Now that avenue is gone. At this point, I’ll state the obvious: If Rolovich has a valid medical condition that precludes him from getting the vaccine, then I will apologize and take back all the criticism. But he has had ample opportunity for weeks to let that be known (without going into personal details that are no one’s business). A simply worded announcement would have ended the whole debate in its tracks and taken away a month and counting of unwanted scrutiny of the Cougar football program. However, that has not happened, so we are left to parse the meaning of what exactly “following the mandate” entails.

I still hope Rolovich will surprise us by getting the vaccine. He has less than two months to come to that conclusion. But his repeated refusal to say he will receive the shot leaves open the possibility that Rolovich will hold firm to his no-vaccine stance and seek to invoke some interpretation of the mandate that gets him out of it.

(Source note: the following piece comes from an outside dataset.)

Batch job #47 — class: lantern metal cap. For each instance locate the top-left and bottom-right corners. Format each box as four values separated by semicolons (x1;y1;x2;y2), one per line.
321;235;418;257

Or force a response from his bosses, which would be the showdown I alluded to at the beginning.

That, in turn, would put the onus squarely on Chun and Schulz. At some point not too far in the future, they might well have to decide whether they can abide their highest-profile coach flouting the rules that they require all their students and staff to abide by.

It’s not a pleasant situation entering a new season. I have heard from many Cougar alums who are infuriated with Rolovich to the point of hoping he is fired, or that WSU loses all its games just to get him out of there. To be fair, I have heard from others (not nearly as many) who support his stance. Not surprising, it has devolved into a political debate as much as a medical one.

No program wants an emotional and highly charged rift like that dividing its fan base, but that’s where WSU finds itself. Rolovich is standing out from the crowd, all right. Be careful what you wish for.